So if you still want to go get them, you can't say I didn't try to warn you. 
But I can guarantee you that two are not enough.....

Take a couple pictures and let us know how they're doing.

John


----------



## Freeholder (Jun 19, 2004)

They *are* one of the smallest breeds (makes them a little easier to handle).

They *are* good jumpers! LOL! My first acquaintance with Shetlands was with some our neighbors in NH owned -- they also had Merinos. They kept coming up with Shetland/Merino cross lambs, because those little Shetland rams were so good at smelling a ewe in heat and jumping at least two fences to get to her. (Moral of the story -- have REALLY good fences, or else only keep one breed of sheep!)

They have WONDERFUL fleeces. It is very soft, not greasy, and comes in many different colors. It's lovely to spin! The only drawback is that it's also quite light -- even a big old ram will only have maybe three pounds at most. 

They are very hardy, and easy keepers. Usually good mothers. Small for a meat animal, but have good flavored meat as sheep go.

They can be a bit skittish and shy, but if handled a lot and hand-fed will tame down. Skittish and shy is not necessarily a bad thing if strangers or stray dogs come around.

I like them. If I ever get sheep again (I'd like to someday), I'll probably get Shetlands.

Kathleen


----------



## farmergirl (Aug 2, 2005)

Are they expensive? How do they compare in temperment to the Blackbelly Barbados (which are very skittish)?


----------



## glidergurl03 (Feb 28, 2005)

MUCH better than Barbados...Our barbados were absolutely bonkers. 

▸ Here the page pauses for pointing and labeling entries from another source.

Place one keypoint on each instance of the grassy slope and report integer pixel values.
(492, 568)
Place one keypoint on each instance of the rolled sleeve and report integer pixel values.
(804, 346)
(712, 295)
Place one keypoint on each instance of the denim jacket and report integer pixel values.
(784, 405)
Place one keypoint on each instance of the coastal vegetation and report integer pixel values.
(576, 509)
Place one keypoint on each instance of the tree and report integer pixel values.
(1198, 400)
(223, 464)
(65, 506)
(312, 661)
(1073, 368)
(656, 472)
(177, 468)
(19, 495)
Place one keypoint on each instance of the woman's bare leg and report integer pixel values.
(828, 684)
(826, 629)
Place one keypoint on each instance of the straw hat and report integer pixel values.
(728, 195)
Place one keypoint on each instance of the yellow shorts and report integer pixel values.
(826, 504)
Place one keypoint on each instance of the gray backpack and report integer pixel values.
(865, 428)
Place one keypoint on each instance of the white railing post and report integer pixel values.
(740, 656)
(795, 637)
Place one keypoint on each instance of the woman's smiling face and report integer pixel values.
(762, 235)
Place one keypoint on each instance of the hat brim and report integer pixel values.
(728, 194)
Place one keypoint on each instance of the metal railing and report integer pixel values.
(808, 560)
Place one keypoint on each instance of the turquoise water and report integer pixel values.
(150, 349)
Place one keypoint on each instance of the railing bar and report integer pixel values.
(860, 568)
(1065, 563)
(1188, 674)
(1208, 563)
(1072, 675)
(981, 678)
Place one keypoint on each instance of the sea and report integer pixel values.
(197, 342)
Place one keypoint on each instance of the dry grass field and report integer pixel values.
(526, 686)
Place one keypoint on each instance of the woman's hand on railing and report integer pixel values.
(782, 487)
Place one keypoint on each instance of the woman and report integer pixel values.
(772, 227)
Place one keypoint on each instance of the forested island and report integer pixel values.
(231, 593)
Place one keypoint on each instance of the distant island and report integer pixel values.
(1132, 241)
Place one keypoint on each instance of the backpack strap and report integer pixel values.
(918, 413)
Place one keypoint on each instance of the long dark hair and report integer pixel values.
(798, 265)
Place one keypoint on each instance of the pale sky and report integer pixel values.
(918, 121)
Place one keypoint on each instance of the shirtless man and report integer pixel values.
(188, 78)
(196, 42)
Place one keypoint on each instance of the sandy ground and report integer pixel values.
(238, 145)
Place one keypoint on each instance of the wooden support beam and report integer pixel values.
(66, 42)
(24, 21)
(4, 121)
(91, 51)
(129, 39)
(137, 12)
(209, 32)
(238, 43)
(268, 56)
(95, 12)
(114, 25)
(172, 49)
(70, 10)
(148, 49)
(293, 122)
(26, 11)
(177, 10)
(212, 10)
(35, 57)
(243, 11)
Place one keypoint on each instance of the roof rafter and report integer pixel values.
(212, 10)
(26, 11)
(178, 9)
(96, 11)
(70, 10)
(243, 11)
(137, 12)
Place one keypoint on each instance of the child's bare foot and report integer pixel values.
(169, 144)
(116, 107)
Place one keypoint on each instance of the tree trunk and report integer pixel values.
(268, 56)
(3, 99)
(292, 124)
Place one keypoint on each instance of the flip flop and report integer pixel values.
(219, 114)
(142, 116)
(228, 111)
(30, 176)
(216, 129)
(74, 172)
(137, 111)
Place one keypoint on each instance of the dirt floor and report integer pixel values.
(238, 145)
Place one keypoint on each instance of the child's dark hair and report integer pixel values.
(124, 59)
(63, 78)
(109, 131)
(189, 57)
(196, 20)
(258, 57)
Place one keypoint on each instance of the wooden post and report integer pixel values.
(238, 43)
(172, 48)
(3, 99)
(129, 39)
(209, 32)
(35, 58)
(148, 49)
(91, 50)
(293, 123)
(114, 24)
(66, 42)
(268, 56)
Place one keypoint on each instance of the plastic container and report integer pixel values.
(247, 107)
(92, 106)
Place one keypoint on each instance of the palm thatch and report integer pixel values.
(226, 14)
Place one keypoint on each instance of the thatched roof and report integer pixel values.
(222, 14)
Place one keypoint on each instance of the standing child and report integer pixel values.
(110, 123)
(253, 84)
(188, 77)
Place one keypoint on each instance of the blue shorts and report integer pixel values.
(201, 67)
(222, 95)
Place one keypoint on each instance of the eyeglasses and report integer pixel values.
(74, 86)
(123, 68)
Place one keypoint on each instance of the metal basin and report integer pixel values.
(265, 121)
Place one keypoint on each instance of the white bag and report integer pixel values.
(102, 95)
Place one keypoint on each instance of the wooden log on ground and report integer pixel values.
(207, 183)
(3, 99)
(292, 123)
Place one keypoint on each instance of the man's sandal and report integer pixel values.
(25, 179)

Shetlands, for unregistered stock, go anywhere from $50 to $150, and registered stock from $150 - $300. I usually sell my bottle babies in the spring for $100 ea, drop the price on the boys though, esp. if people want two


----------



## Shahbazin (Dec 10, 2002)

> ......Shetland Sheep. Can you guys tell me the pros and cons of that breed? What are they used for? What sort of personality do they have? Or just general information?
> Thanks!
> ~ Carol


I've had the breed for 9 years now; small (easier to handle), beautiful wool (lots of diff. colors, can range a bit in type - I get the occasional shorter/crimpy, but most of mine are long/primitive/silky, as I prefer spinning this type). My clip (skirted) is usually 3 lbs/yearling, 3 1/2-4 lbs adult. A friend who home butchers hers, w/the help of her oldest daughter, finds the size a plus when processing, & the meat (I've gotten some from her) is very mild & tasty, even in older animals/rams. Good jumpers, yes , can be flighty if you don't spend much time around them, like to browse, tend not to be close flocking, lots of personality - a bit more like a goat than a sheep, in these respects. Excellent mothers, you just go up to the pasture to see what they've produced now  Seasonal breeders; horned rams (& some ewes), which could be a plus or a minus; obnoxious rams can do more damage, but I've had several sweet fellows that won't lay a horn even on the flimsy garden wire I use for temp. pasture. Here's a few pics of mine:


----------



## carly (Mar 20, 2003)

The Shetland wool is wonderful to spin, as well as FinnSheep....


----------



## glidergurl03 (Feb 28, 2005)

SHahbazin, I"m gonna come steal your black ewes ;-) All I have is light grey, a white and moorit...I want some true blackies!!!


----------



## GrannyCarol (Mar 23, 2005)

They are adorable!  I'll let you all know what I decide, if I ever get that email address from my friend!

~ Carol


----------



## ShortSheep (Aug 8, 2004)

Singing the praises of the Shetland sheep! Where do I start? 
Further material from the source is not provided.